CRC32 and Adler32 have been considered as faster alternatives. Downsides of these functions:

• Bad mixing without additional entropy.
• Adler32 is rarely available in standard libraries.
• CRC32 is ambiguous: there are multiple polynomials in widespread use (e.g. the Ethernet and the zlib polynomials). Often it is not clear which polynomial is used by a library.

SHA-1 is widely available. From a security point of view, the exact choice of hash function does not matter here, since it is truncated to 16 bits. At this length, any cryptographic hash function is weak.

The palette-mapping algorithm operates on angles only and disregards the Y value except if the angles match. This has the downside that the brightness is not equal over the range of the palette mapped colors.

The alternative would be to require Y to be close to the target Y. This has several issues:

• We cannot know if a palette can satisfy the given Y at all.
• Many colors from e.g. the "Web Safe" palette (used in 256 color terminals and the test vectors) will not satisfy any given Y, reducing the size of the effective palette drastically.

For the sake of having more colors available, the given algorithm was chosen which prefers many colors with hue conformance over fewer colors with hue and lightness conformance.

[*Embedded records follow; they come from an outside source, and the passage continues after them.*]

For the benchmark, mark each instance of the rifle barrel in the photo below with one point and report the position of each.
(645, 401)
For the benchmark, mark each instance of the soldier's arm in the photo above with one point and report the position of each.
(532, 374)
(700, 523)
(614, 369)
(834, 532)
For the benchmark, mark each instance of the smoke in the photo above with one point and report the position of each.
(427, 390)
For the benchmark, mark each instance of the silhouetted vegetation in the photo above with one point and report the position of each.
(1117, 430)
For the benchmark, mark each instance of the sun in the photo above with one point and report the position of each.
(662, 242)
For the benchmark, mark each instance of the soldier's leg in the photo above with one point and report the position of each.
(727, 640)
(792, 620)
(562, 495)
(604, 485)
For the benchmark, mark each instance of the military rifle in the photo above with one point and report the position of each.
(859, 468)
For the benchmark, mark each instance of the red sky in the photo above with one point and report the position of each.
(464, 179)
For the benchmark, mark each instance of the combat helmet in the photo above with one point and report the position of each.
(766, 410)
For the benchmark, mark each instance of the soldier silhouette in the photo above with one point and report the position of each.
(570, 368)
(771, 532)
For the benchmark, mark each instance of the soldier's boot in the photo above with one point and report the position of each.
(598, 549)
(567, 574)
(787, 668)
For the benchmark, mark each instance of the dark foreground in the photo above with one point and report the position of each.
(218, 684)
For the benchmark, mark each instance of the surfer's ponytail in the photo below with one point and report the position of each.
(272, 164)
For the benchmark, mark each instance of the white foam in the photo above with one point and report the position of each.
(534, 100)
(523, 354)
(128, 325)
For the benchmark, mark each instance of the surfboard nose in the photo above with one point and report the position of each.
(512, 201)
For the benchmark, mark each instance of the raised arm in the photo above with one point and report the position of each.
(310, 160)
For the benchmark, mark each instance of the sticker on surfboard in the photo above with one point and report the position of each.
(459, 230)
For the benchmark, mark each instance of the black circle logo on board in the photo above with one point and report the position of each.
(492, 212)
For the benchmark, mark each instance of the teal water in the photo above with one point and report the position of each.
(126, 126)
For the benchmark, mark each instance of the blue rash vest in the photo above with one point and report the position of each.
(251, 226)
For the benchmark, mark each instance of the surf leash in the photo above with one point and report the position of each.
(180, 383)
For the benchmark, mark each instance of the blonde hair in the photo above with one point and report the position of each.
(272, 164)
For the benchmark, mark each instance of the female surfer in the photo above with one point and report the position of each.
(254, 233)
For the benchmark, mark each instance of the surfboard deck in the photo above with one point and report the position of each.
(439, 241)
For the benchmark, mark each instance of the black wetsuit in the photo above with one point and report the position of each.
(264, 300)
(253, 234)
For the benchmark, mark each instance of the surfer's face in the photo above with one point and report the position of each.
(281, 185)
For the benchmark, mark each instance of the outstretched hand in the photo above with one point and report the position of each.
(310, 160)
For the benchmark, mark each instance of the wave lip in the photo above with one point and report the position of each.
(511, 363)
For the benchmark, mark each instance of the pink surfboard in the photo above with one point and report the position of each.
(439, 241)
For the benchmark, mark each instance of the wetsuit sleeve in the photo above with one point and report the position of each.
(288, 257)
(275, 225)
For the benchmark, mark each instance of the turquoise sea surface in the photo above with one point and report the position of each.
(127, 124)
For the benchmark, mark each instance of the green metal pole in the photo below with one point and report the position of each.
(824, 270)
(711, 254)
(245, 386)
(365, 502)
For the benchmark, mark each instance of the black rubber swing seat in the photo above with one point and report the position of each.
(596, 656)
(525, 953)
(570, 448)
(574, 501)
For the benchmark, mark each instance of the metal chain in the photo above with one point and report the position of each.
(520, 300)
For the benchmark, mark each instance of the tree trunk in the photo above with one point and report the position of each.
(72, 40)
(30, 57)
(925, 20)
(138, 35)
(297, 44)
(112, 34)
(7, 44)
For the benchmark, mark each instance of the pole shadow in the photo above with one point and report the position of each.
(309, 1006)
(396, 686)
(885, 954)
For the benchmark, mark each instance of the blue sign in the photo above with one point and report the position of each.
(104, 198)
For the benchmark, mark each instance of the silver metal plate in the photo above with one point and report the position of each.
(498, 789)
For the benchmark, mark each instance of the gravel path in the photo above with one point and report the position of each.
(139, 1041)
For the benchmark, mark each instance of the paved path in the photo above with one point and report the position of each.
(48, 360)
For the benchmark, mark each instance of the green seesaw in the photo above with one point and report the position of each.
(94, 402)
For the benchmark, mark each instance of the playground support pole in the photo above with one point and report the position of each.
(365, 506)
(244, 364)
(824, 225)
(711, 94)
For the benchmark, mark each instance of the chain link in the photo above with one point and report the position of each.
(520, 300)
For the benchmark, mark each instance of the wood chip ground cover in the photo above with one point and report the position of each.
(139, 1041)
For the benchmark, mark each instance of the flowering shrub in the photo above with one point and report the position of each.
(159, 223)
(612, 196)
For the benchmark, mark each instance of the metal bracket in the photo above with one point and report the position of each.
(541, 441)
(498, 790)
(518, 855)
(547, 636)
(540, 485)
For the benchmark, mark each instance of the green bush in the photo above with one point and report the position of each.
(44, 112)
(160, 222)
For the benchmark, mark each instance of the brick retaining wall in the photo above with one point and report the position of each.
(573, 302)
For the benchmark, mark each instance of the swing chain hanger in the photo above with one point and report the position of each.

In &xep0045; conversations (MUCs), there are two viable choices for the hash function input when generating a color for a participant: the nickname as chosen by the participant (or their full JID) and the participants real bare JID. Both options have advantages and disadvantages. The advantages of using the nickname are:

• Yields the same output even in anonymous MUCs if the same nickname is used.
• Is guaranteed to work for transports implementing &xep0045;.

The advantages of using the bare JID are:

• Allows to use the same color in 1:1 communications with that entity as in group chats, helping with recognizability.
• Stays constant even across changes of ephemeral information like nicknames.

There is no obvious correct choice to make here; both choices break in different use-cases. Specifically, the "nickname" choice breaks when the same entity has different nicknames in different rooms, as well as when two different entities have the same nickname in different rooms. The "bare JID" choice breaks when (semi-)anonymous MUCs are involved.

The choice "bare JID" has the conceptual advantage that it ties as closely as possible to the identity of the entity. It is also forward-compatible with future protocols where nicknames might not be available or work differently.

This section holds test vectors for the different configurations. The test vectors are provided as Comma Separated Values. Strings are enclosed by single quotes ('). The first line contains a header. Each row contains, in that order, the original text, the text encoded as UTF-8 as hexadecimal octets, the angle in degrees, the calculated hue in degrees (differs from angle only for CVD-corrected rows), and the Red, Green, and Blue values.

The used palette can be generated by sampling the RGB cube evenly with six samples on each axis (resulting in 210 colors (grayscales are excluded)). The resulting palette is commonly known as the palette of so-called "Web Safe" colors.